In a grassy and open space, on the verge of which she stood, lay the dead bodies of seventeen rebels, all disposed in very degraded attitudes, which contrasted strongly with the easy and becoming position adopted by the eighteenth--one who bore the unmistakable emblems of the Imperial army. In this brave and noble-looking personage Mian at once saw her preserver, and not doubting that an inopportune and treacherous death had overtaken him, she ran forward and raised him in her arms, being well assured that however indiscreet such an action might appear in the case of an ordinary person, the most select maiden need not hesitate to perform so honourable a service in regard to one whose virtues had by that time undoubtedly placed him among the Three Thousand Pure Ones. Being disturbed in this providential manner, Ling opened his eyes, and faintly murmuring, "Oh, sainted and adorable Koon Yam, Goddess of Charity, intercede for me with Buddha!" he again lost possession of himself in the Middle Air. At this remark, which plainly proved Ling to be still alive, in spite of the fact that both the maiden and the person himself had thoughts to the contrary, Mian found herself surrounded by a variety of embarrassing circumstances, among which occurred a remembrance of the dead magician and the wise person at Ki whom she had set out to summon; but on considering the various natural and sublime laws which bore directly on the alternative before her, she discovered that her plain destiny was to endeavour to restore the breath in the person who was still alive rather than engage on the very unsatisfactory chance of attempting to call it back to the body from which it had so long been absent.
Having been inspired to this conclusion--which, when she later examined her mind, she found not to be repulsive to her own inner feelings--Mian returned to the house with dexterous speed, and calling together the two attendants, she endeavoured by means of signs and drawings to explain to them what she desired to accomplish.

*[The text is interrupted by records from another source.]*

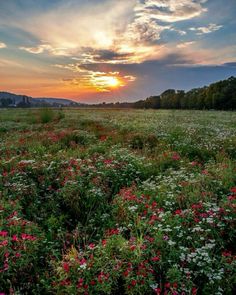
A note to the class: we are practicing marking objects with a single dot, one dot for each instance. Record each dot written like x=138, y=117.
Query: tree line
x=219, y=96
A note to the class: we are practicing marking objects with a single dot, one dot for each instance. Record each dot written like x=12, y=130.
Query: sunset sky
x=114, y=50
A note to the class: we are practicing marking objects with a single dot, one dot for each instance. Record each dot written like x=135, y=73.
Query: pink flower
x=28, y=237
x=91, y=246
x=15, y=238
x=233, y=190
x=66, y=266
x=155, y=258
x=133, y=282
x=176, y=157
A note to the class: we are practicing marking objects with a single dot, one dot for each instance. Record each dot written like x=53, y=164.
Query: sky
x=114, y=50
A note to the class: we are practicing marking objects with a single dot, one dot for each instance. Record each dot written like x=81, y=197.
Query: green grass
x=117, y=201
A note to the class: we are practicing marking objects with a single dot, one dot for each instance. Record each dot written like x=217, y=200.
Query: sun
x=106, y=83
x=112, y=81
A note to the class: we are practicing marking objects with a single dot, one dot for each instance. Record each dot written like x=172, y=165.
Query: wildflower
x=3, y=233
x=66, y=267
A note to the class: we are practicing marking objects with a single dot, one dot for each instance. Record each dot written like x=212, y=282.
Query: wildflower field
x=117, y=202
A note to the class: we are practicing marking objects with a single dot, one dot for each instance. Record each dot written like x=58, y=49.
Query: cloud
x=206, y=30
x=2, y=45
x=170, y=10
x=99, y=81
x=46, y=48
x=185, y=44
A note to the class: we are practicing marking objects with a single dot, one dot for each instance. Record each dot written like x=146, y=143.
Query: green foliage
x=46, y=115
x=114, y=202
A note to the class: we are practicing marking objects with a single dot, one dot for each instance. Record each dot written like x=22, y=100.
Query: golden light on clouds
x=100, y=81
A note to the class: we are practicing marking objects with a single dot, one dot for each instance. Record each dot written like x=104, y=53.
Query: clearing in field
x=117, y=202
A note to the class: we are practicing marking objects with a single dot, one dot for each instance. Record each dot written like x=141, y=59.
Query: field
x=117, y=202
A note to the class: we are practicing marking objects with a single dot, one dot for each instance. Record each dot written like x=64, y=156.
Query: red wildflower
x=66, y=266
x=3, y=233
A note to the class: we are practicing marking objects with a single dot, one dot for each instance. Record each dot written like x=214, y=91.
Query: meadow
x=117, y=202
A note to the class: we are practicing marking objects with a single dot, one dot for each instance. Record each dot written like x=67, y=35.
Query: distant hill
x=218, y=96
x=14, y=100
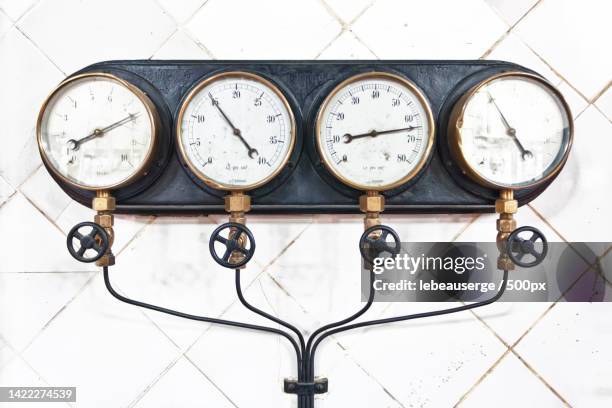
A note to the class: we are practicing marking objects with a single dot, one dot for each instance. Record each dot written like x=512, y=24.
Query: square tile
x=180, y=46
x=183, y=386
x=99, y=340
x=280, y=30
x=260, y=360
x=427, y=362
x=576, y=32
x=404, y=29
x=604, y=102
x=6, y=191
x=5, y=23
x=17, y=373
x=349, y=10
x=126, y=226
x=575, y=101
x=38, y=297
x=85, y=32
x=169, y=265
x=16, y=8
x=22, y=63
x=346, y=377
x=48, y=253
x=511, y=10
x=513, y=49
x=569, y=349
x=533, y=392
x=45, y=193
x=583, y=186
x=181, y=10
x=347, y=46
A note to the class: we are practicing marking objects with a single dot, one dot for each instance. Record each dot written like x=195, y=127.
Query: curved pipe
x=200, y=318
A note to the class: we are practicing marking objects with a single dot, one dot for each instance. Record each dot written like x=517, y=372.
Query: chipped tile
x=511, y=10
x=347, y=46
x=38, y=297
x=533, y=392
x=573, y=338
x=22, y=63
x=97, y=30
x=302, y=31
x=469, y=29
x=99, y=340
x=45, y=193
x=183, y=386
x=575, y=33
x=180, y=46
x=581, y=187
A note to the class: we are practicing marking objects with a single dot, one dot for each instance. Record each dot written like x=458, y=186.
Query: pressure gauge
x=235, y=131
x=375, y=131
x=97, y=131
x=511, y=131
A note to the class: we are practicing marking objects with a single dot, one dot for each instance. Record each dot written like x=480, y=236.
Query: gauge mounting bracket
x=303, y=186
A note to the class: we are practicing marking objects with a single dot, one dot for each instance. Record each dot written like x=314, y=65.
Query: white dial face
x=236, y=131
x=515, y=131
x=95, y=132
x=375, y=131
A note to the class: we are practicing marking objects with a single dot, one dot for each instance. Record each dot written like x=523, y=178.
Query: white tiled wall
x=58, y=326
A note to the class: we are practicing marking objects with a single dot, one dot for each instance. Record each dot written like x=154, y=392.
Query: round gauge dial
x=375, y=131
x=97, y=131
x=235, y=131
x=512, y=131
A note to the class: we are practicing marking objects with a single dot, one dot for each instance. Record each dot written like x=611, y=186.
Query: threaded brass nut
x=506, y=206
x=237, y=203
x=104, y=220
x=106, y=260
x=504, y=263
x=372, y=203
x=505, y=225
x=104, y=204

Succeeding in this after some delay (for the persons in question, being very illiterate and narrow-minded, were unable at first to understand the existence of any recumbent male person other than the dead magician, whom they thereupon commenced to bury in the garden with expressions of great satisfaction at their own intelligence in comprehending Mian's meaning so readily) they all journeyed to the wood, and bearing Ling between them, they carried him to the house without further adventure.